Tiffany and I are allies. And supportive of each other, as much as you can be, never having shared a meal, or a cocktail or even a conversation in real life.
Tiffany has never expressed anything but acceptance and a willingness to collaborate with me; she has only offered me friendship and encouragement, despite our differences on other matters outside of education and parent involvement. She is not an anti-Semite. It’s ridiculous.
What we have in common unites us. Any differences we may have can be set aside.
I’d argue M4L members feel the same way. While the group leans Conservative, the member makeup is actually mixed. Tiffany told me: “Some are Republican and others have no party affiliation, and there are some Democrats. The vast majority of our members have never been particularly political in their lives.”
Marleatia “Tia” Bess is an M4L member. We met in my research looking for families to interview and feature in the documentary I am making about the impact to children and families from school closures and other restrictions during covid.

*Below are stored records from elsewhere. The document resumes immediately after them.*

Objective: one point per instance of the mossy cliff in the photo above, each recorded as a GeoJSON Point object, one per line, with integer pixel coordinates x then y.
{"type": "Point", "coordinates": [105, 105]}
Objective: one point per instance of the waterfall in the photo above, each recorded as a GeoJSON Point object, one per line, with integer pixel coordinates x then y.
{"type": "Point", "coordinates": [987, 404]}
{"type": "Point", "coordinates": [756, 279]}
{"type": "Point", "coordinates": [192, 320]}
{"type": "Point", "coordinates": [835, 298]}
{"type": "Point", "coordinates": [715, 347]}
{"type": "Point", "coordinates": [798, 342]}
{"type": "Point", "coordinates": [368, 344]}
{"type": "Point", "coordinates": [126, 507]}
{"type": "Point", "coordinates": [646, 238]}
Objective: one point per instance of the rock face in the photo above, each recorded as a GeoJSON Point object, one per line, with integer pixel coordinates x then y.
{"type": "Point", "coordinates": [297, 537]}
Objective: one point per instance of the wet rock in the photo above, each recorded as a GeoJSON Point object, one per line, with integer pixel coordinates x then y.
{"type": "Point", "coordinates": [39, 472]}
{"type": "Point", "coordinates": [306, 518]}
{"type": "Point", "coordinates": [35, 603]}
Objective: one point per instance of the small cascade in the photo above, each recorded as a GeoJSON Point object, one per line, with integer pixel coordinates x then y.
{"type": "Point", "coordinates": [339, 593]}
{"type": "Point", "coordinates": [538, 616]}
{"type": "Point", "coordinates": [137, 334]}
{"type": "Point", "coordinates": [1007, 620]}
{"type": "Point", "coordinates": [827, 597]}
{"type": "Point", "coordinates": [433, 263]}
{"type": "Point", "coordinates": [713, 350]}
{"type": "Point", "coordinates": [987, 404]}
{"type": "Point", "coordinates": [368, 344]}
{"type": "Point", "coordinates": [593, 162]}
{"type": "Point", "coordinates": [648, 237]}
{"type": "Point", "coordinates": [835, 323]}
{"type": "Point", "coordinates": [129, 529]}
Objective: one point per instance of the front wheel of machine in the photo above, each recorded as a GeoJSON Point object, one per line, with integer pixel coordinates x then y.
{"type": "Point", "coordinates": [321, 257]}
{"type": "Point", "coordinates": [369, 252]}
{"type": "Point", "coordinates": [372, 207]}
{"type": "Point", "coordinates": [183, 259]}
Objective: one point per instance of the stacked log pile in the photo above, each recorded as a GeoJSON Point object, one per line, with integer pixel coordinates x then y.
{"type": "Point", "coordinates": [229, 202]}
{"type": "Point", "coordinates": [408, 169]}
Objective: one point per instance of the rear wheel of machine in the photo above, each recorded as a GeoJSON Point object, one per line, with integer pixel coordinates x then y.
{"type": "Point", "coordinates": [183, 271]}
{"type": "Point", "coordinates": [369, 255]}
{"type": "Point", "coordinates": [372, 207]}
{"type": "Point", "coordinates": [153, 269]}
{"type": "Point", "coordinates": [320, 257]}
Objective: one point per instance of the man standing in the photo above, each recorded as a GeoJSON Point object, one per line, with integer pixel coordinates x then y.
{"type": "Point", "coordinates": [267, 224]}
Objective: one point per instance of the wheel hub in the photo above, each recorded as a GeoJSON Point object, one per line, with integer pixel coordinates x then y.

She lives in Middleburg, Florida, a small community about 25 miles outside of Jacksonville. She left Jacksonville during covid so that her son, who has learning challenges, could experience a more normal in-school experience during the height of the restrictions. In May, Tia became the National Director of Outreach for M4L.
Tia laughs at the suggestion that she might be in danger living in Florida as a black lesbian raising her three kids with her partner in a small rural community. She also smiles and waves off the idea that M4L is a hate group. She seems to embody the spirit of a Joyful Warrior that Tiffany talks about. She exudes joy and positivity. I feel lighter and more optimistic every time I talk with her.
Joy can be contagious. And those of us who have fought against what felt like the world in the past 3 years need some joy as we continue to advocate for not just our kids, but all of them.
“No one is going to fight for anything like a mom will fight for her kids,” Tiffany often says. And for many moms across the country, covid was a line in the sand. They will not let it happen again. They will be vigilant in fighting for normalcy for their children that they never realized before had been at risk.
I count myself among them. And we are that much stronger when we fight together.